In the period from January to June 2006, the Volkswagen brand group generated an operating profit before special items of €730 million, up €561 million on the previous year. Deliveries to customers rose by 13.5% to 1,958,000 vehicles. Skoda continued to develop well. “Performance by the Volkswagen Passenger Cars brand is not satisfactory. Restructuring must continue at full speed. This is fundamental to an appropriate earnings level for the Volkswagen Group,” Hans Dieter Pötsch, Member of the Board of Management, Finance and Controlling, emphasized.
The Audi brand group continued its positive growth in the second quarter of 2006. At €722 million, its operating profit in the first six months exceeded the already high prior-year figure by 9.9%. Deliveries to customers rose by 8.3% to 691,000 units.
The upward trend in the commercial vehicles business continued. The Commercial Vehicles business line generated an operating profit of €85 million compared with €10 million the previous year. Volkswagen Commercial Vehicles delivered 215,000 vehicles to customers, representing a year-on-year increase of 10.1%.

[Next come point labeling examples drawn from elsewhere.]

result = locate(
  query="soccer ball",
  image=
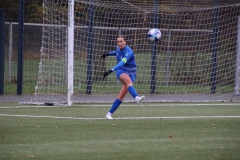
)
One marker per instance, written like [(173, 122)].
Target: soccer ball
[(154, 34)]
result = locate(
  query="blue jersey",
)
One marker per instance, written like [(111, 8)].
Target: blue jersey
[(125, 59)]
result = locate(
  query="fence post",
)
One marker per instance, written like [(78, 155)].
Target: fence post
[(2, 31), (20, 47)]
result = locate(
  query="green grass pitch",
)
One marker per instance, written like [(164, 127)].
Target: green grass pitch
[(153, 131)]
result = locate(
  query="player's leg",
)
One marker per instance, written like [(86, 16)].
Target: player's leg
[(125, 79), (117, 102)]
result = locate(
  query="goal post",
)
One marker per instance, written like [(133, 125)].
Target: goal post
[(70, 51), (237, 70), (194, 61)]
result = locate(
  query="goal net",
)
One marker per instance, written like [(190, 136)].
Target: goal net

The Financial Services Division again made a major contribution to the Volkswagen Group’s operating result. Operating profit increased by 3.4% year-on-year to €486 million.

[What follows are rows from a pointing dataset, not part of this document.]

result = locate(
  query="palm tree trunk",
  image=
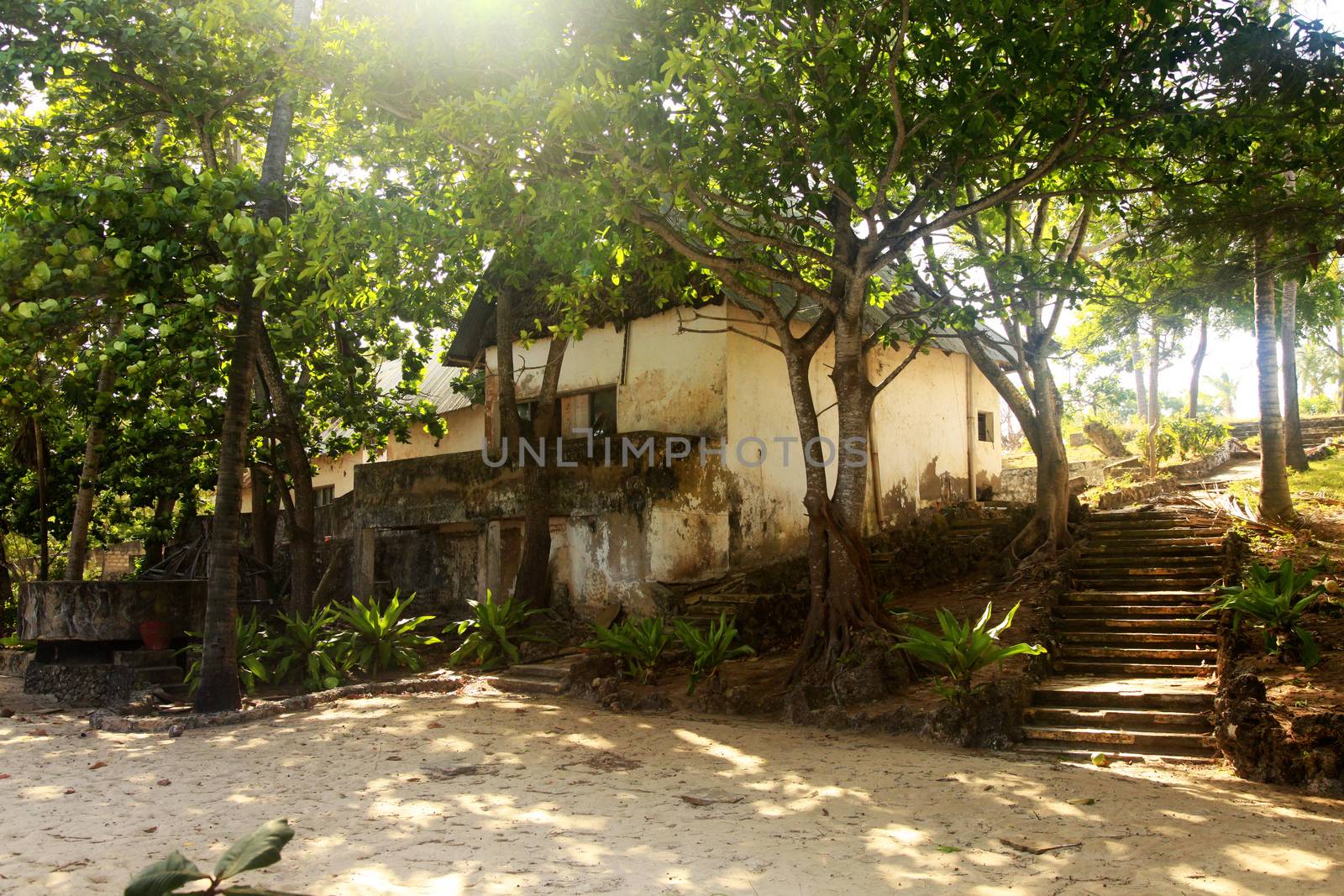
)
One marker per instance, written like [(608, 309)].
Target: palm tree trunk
[(1276, 499), (1196, 364), (1294, 449), (1136, 364)]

“In difficult world markets we have successfully increased sales revenue per vehicle while simultaneously keeping sales promotion costs per vehicle below the prior-year level,” Pötsch said. “We have the right sales strategy, and tailored financial services complement our range of attractive vehicles.”

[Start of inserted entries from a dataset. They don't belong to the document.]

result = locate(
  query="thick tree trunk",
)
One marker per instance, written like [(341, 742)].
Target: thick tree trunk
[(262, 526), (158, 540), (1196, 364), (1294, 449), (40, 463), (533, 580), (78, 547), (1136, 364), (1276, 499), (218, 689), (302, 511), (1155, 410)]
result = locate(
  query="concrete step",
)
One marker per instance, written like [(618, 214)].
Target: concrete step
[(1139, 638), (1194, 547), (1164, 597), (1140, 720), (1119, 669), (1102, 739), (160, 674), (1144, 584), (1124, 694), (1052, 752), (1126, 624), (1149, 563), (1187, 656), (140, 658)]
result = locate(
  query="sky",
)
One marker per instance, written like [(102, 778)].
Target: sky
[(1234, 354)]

Special items and the sale of Europcar affected the Group’s earnings in the first half of 2006. The company established provisions of €1.3 billion for the restructuring measures. Gains on the sale of gedas AG and Volkswagen Bordnetze GmbH amounting to €0.3 billion had a positive effect. The Group’s operating profit after special items was €1.0 billion (2005: €1.3 billion). After-tax gains from the sale of Europcar amounted to €0.8 billion and are reported as profit from discontinued operations. Consolidated profit after tax amounted to €1.2 billion (2005: €403 million).
“Despite the improvement, earnings and return on investment are still well below our medium-term targets,” Pötsch emphasized. “Global competitive pressure will continue to tighten, and high energy and commodity prices plus continuing unfavorable exchange rates will also impact the development of our business. 2006 is the year in which we must create the conditions for long-term competitiveness. 2006 is the year of restructuring.”
Looking to the full year, the Board of Management reiterated its forecast for increased deliveries to customers and a year-on-year improvement in operating profit before special items. The Automotive Division is expected to record a positive net cash flow and a further improvement in net liquidity compared with December 31, 2005.
The medium-term target remains a consolidated profit before tax of €5.1 billion in 2008. “Getting there will be difficult. We can secure the sustainable performance of our company with the continued success of our new model initiative, competitive costs and higher productivity,” Pischetsrieder said. “We will continue our ForMotionplus performance enhancement program and the systematic restructuring in order to reach our target.”